Basically, I wondered how the behavior could possibly be otherwise. In
this case, how could a union possibly have a smaller alignment
requirement that one of its members? This cannot work with just special
handling for union members, since you can create a pointer to the union
member, and then access to the pointer must work correctly, so the
pointer must be correctly aligned.

The only way I could think of would be to have dynamic padding at the
start of the union. Then you could have a union with smaller alignment
than one of its members, although the offset of that member would not be
a constant. Is that allowed?

Grepping through the standards draft (n3096 in this case) I first found
6.5.8.6, which states, among other things:

| All pointers to members of the same union object compare equal.

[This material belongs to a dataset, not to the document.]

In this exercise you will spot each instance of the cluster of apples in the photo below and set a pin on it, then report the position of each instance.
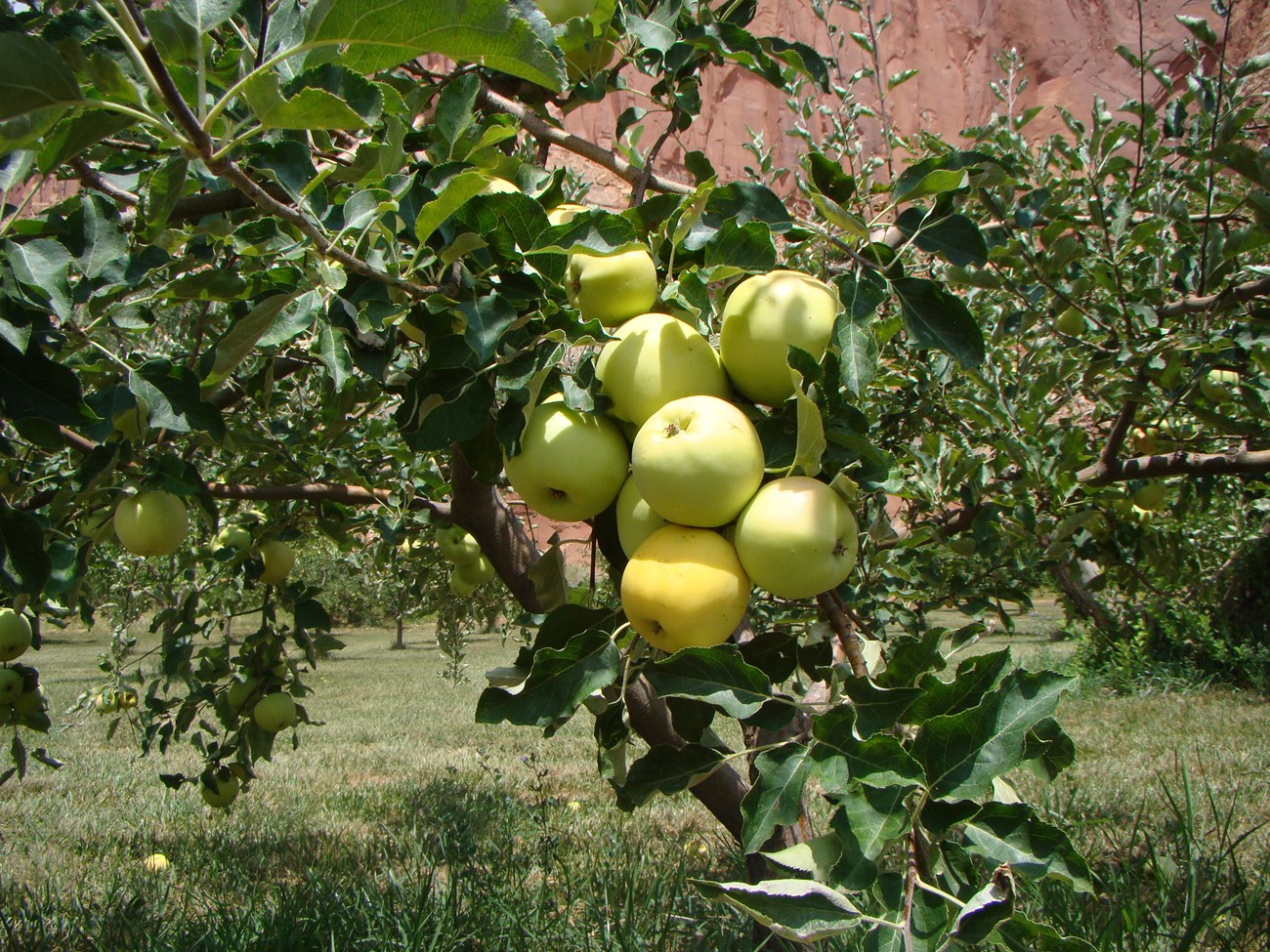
(473, 569)
(681, 458)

Already the alignment thing has been encoded here: If you have a union,
and it contains an unsigned and something else, the pointer to the
unsigned must be aligned according to the requirement for unsigned (else
it would not be a requirement). But then all other members must also be
at least as aligned as the unsigned.

Then I got to 6.7.2.1.18, which states, among other things

| A pointer to a union object, suitably converted, points to each of its
| members. [...] There may be unnamed padding at the end of a union
| object, but not at its beginning.

And there you have it. There can also be no padding at the start. If I
dug further, I would probably find that the layout of a union can also
not change dynamically, but I shall leave it at that.

Basically, ABIs only have the choice to make unions have the maximum
alignment of any of its members, or else always have unions have the
maximum alignment used on the platform. In any case, a union containing
an unsigned must be at least as aligned as the unsigned.